Issues with AIFs in India
- October 18, 2023
- Posted by: OptimizeIAS Team
- Category: DPN Topics
Issues with AIFs in India
Subject :Economy
Section: Capital market
AIF Investigations by SEBI:
- SEBI and RBI are investigating around a dozen cases of alternate investment funds (AIFs) allegedly being used to circumvent regulations.
- AIFs are under scrutiny for potential misuse, including the practice of “evergreening” stressed loans.
Misuse Cases and Evergreening Loans:
- SEBI has identified cases amounting to ₹15,000-20,000 crore where AIFs were misused to circumvent rules of financial regulators, including the RBI.
- Instances of non-bank lenders using AIFs to repurchase stressed loans to prevent them from turning bad have been reported, which is seen as “classic evergreening.”
Other Investigated Cases:
- AIFs have been reportedly used to bypass foreign investment caps in certain sectors.
- Some cases involving the evasion of insolvency regulations through AIFs are also under investigation.
SEBI’s Measures and Circulars:
- SEBI has asked AIFs to report both assets and liabilities through India’s depositories.
- The regulatory authority has proposed measures to stop priority payouts to investors in credit funds, which have been put on hold following industry resistance.
About AIFs:
As per Securities and Exchange Board of India (Alternative Investment Funds) Regulations, 2012, AIFs refer to privately pooled investment funds, either from Indian or foreign sources, in the form of a trust, company, body corporate, or Limited Liability Partnership (LLP).
AIFs do not include funds covered under SEBI (Mutual Funds) Regulations, 1996, SEBI (Collective Investment Schemes) Regulations, 1999, or any other regulations of the Board regulating fund management activities.
Categories of AIFs:
AIFs are classified into three categories based on their investment focus and activities.
Category I:
- Category I AIFs primarily invest in start-ups, small and medium-sized enterprises (SMEs), or sectors deemed economically and socially viable by the government.
Category II:
- Category II AIFs include private equity funds or debt funds that do not receive any specific incentives or concessions from the government or any other regulator.
Category III:
- Category III AIFs encompass hedge funds or funds aimed at making short-term returns, along with open-ended funds that do not receive any specific incentives or concessions from the government or any other regulator.

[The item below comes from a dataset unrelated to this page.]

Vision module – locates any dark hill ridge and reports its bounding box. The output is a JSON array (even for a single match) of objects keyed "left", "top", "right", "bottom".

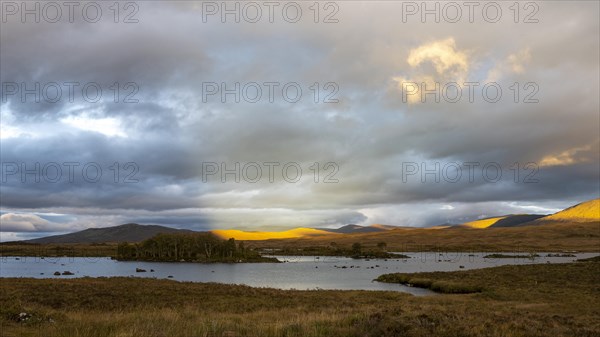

About Evergreening of Loans:
Evergreening of loans refers to the practice where banks or lenders provide additional funds or take other measures to artificially sustain a loan that is not being repaid as scheduled.
The primary objective is to avoid classifying the loan as a non-performing asset (NPA) which could necessitate setting aside more provisions for potential losses.
Purpose of Evergreening:
Evergreening is a temporary measure employed by banks to maintain the appearance of a performing asset, thereby safeguarding their profitability and financial stability.
Risk Associated:
While evergreening loans may temporarily alleviate the stress on a bank’s balance sheet, it can conceal the true extent of non-performing assets and potentially lead to a more significant financial crisis if not addressed effectively.
Classic Evergreening
Instances of non-bank lenders selling stressed loans to AIFs partially set up by the lender itself, with the fresh funds being used to repay the original debt to prevent the loans from turning bad, is “classic evergreening”.
Definition of Non-Performing Asset (NPA):
NPA refers to a classification for loans or advances that are in default or are in arrears on scheduled payments of principal or interest.
Categories of Non-Performing Assets:
Sub-standard Assets:
Sub-standard assets are those classified as NPAs for a period less than or equal to 12 months.
Doubtful Assets:
Doubtful assets are those that have been non-performing for a period exceeding 12 months.
Loss Assets:
Loss assets are considered uncollectible, with little or no hope of recovery, and require complete write-off from the bank’s books.